The algorithm is described as follows. We first randomly split the dataset into k groups. We use one of them as the test set, and the rest together forming the training set, and use this setting to get an accuracy score. We did this for each group to be chosen as the test set. Then the final score is the mean.

sklearn provides a function sklearn.model_selection.cross_val_score to perform the above computation. The usage is straightforward, as follows.

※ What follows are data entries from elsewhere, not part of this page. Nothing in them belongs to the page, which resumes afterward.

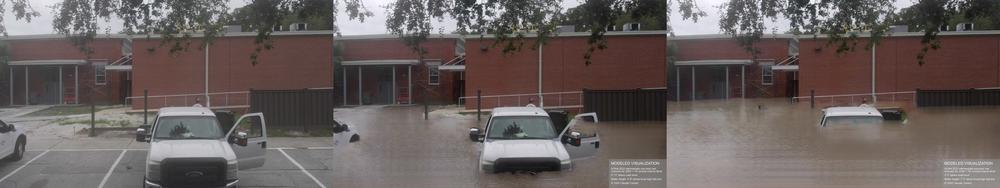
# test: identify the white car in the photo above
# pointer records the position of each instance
(190, 147)
(851, 115)
(12, 142)
(527, 139)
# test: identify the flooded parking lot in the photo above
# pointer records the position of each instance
(398, 148)
(774, 143)
(125, 168)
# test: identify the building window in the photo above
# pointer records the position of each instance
(433, 74)
(100, 74)
(767, 74)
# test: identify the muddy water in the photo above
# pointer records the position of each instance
(398, 148)
(774, 143)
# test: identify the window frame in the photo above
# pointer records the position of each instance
(100, 73)
(767, 73)
(433, 73)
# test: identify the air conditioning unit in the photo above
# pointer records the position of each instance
(298, 27)
(631, 27)
(964, 27)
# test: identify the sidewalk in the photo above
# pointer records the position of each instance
(130, 143)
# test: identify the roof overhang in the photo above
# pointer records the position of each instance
(381, 62)
(118, 67)
(785, 67)
(452, 67)
(714, 62)
(48, 62)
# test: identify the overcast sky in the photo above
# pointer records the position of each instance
(376, 24)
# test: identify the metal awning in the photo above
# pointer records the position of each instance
(381, 62)
(785, 67)
(456, 64)
(714, 62)
(48, 62)
(122, 64)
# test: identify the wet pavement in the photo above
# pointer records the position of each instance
(398, 148)
(774, 143)
(58, 168)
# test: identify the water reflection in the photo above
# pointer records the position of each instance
(774, 143)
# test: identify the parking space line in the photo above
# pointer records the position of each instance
(296, 163)
(106, 149)
(22, 166)
(112, 169)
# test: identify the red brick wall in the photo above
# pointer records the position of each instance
(726, 48)
(962, 62)
(629, 62)
(295, 62)
(442, 49)
(105, 50)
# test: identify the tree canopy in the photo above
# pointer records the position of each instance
(842, 22)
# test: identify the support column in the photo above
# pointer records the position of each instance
(743, 81)
(76, 84)
(727, 82)
(678, 92)
(360, 102)
(345, 85)
(11, 70)
(394, 96)
(62, 96)
(26, 95)
(409, 84)
(692, 84)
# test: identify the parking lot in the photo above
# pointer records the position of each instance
(773, 143)
(285, 167)
(398, 148)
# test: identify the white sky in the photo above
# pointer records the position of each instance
(376, 24)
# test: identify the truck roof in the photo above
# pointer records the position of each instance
(186, 111)
(852, 111)
(519, 111)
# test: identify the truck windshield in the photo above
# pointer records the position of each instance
(521, 127)
(853, 120)
(187, 127)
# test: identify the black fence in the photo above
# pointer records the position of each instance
(627, 105)
(294, 109)
(967, 97)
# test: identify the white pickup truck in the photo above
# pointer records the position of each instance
(530, 139)
(12, 142)
(191, 147)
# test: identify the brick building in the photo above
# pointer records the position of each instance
(380, 69)
(717, 67)
(966, 59)
(632, 60)
(48, 69)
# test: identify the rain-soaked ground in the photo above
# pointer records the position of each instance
(774, 143)
(398, 148)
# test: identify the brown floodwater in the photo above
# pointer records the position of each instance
(398, 148)
(775, 143)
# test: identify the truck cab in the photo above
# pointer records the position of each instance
(12, 142)
(192, 147)
(528, 139)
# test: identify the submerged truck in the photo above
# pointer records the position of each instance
(195, 147)
(531, 139)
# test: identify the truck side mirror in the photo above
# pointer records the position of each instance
(573, 139)
(142, 134)
(241, 138)
(475, 135)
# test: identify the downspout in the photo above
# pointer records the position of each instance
(208, 101)
(874, 99)
(541, 100)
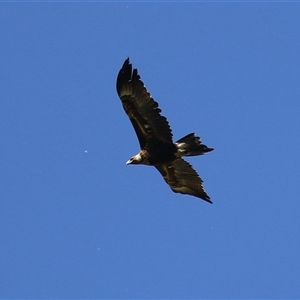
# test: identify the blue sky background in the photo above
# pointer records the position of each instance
(76, 222)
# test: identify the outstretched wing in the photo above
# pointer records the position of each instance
(182, 178)
(141, 108)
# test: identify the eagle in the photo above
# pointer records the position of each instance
(155, 137)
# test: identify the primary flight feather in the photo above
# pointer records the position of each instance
(155, 137)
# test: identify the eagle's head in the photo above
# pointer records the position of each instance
(135, 160)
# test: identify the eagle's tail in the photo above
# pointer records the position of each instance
(191, 145)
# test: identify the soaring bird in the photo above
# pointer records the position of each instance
(155, 137)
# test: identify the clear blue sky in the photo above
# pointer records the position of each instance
(76, 222)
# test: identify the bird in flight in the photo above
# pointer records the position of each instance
(155, 137)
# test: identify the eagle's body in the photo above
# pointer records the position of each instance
(155, 137)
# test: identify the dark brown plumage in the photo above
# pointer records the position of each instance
(155, 137)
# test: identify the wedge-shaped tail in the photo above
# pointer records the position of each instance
(191, 145)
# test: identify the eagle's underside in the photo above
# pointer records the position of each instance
(155, 137)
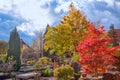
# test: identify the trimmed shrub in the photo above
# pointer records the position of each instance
(64, 72)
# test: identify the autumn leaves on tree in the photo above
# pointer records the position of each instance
(63, 38)
(75, 35)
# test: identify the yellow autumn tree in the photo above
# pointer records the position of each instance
(63, 38)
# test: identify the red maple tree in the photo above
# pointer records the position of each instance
(95, 55)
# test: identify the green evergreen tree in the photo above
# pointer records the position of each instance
(113, 34)
(14, 48)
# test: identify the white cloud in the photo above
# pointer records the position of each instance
(32, 11)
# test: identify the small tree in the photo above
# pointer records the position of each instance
(14, 48)
(94, 53)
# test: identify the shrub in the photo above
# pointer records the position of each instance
(30, 62)
(64, 72)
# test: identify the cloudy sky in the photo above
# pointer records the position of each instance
(29, 16)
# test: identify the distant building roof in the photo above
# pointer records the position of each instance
(118, 34)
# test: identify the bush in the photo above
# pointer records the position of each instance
(46, 72)
(64, 72)
(30, 62)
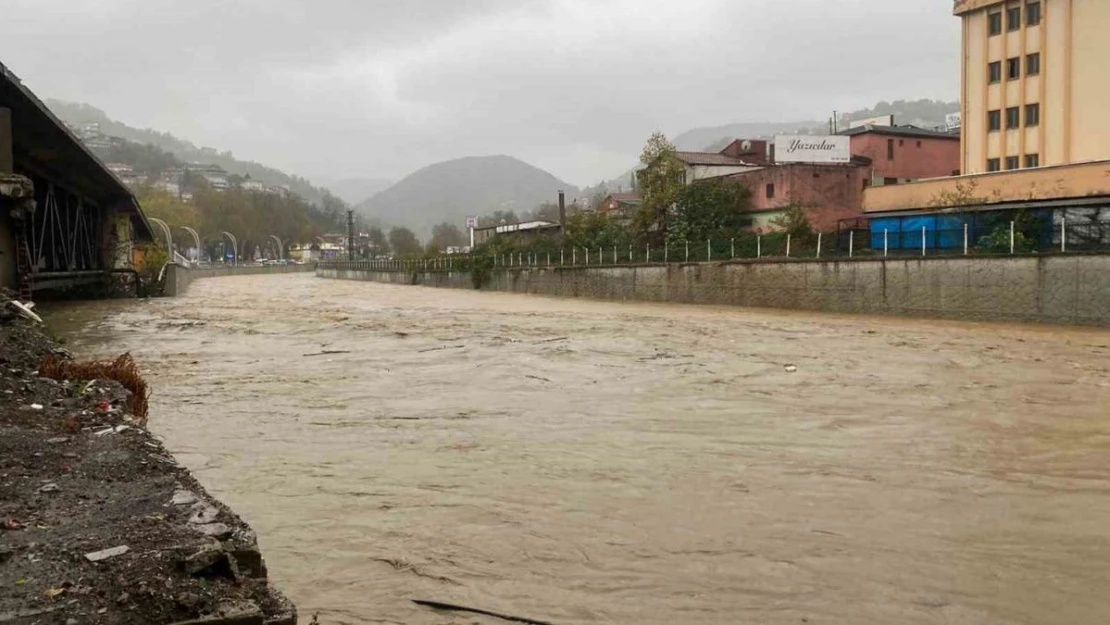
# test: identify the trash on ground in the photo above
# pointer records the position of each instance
(104, 554)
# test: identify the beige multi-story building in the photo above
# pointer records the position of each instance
(1036, 130)
(1035, 90)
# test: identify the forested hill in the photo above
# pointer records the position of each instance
(78, 113)
(452, 190)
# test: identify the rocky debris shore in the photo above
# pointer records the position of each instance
(98, 522)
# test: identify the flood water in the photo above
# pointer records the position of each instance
(586, 462)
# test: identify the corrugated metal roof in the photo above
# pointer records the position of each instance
(42, 141)
(709, 159)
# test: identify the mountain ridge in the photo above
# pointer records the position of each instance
(470, 185)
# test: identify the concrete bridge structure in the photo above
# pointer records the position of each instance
(66, 220)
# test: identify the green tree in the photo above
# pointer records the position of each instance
(659, 183)
(404, 242)
(445, 235)
(712, 209)
(379, 242)
(595, 230)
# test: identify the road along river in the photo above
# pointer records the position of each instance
(583, 462)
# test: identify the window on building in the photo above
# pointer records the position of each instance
(1032, 114)
(1032, 13)
(995, 21)
(994, 121)
(1032, 64)
(995, 71)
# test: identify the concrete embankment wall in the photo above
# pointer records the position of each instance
(179, 278)
(1053, 289)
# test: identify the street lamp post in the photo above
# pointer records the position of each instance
(234, 247)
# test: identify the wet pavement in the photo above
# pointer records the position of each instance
(584, 462)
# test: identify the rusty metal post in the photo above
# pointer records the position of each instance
(562, 212)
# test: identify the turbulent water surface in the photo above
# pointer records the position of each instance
(583, 462)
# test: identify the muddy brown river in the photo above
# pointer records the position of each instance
(602, 463)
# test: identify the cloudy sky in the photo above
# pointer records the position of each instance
(380, 88)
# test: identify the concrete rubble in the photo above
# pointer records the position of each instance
(98, 522)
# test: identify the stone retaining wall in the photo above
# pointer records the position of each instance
(179, 278)
(1071, 289)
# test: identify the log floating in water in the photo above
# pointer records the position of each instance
(453, 607)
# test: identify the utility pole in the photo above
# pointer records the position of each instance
(562, 212)
(350, 234)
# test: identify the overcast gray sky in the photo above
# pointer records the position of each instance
(380, 88)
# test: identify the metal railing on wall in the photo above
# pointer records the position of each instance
(966, 241)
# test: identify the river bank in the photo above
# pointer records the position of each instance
(99, 523)
(587, 463)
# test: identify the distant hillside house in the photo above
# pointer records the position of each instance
(738, 157)
(619, 204)
(527, 230)
(831, 193)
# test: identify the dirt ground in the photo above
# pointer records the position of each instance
(79, 475)
(592, 463)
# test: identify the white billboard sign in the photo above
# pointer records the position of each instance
(881, 120)
(813, 149)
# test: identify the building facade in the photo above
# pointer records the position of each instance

from sklearn.model_selection import cross_val_score
cv_scores = cross_val_score(pipe, X, y, cv=5)
print(cv_scores)
print(np.mean(cv_scores))
[0.66666667 0.8        0.63333333 0.8        0.7       ]
0.7200000000000001

2.2.7. Choosing a k value#

In the previous example we choose k to be 10 as an example. To choose a k value we usually run some test by trying different k and choose the one with the best performance. In this case, best performance means the highest cross-validation score.

sklearn.model_selection.GridSearchCV provides a way to do this directly. We only need to setup the esitimator, the metric (which is the cross-validation score in this case), and the hyperparameters to be searched through, and GridSearchCV will run the search automatically.

We let k go from 1 to 100. The code is as follows.

Note that parameters is where we set the search space. It is a dictionary. The key is the name of the estimator plus double _ and then plus the name of the parameter.

from sklearn.model_selection import GridSearchCV
n_list = list(range(1, 101))
parameters = dict(knn__n_neighbors=n_list)
clf = GridSearchCV(pipe, parameters)
clf.fit(X, y)
print(clf.best_estimator_.get_params()["knn__n_neighbors"])
35

After we fit the data, the best_estimator_.get_params() can be printed. It tells us that it is best to use 31 neibhours for our model. We can directly use the best estimator by calling clf.best_estimator_.

cv_scores = cross_val_score(clf.best_estimator_, X, y, cv=5)
print(np.mean(cv_scores))
0.82

The cross-validation score using k=31 is calculated. This serves as a benchmark score and we may come back to dataset using other methods and compare the scores.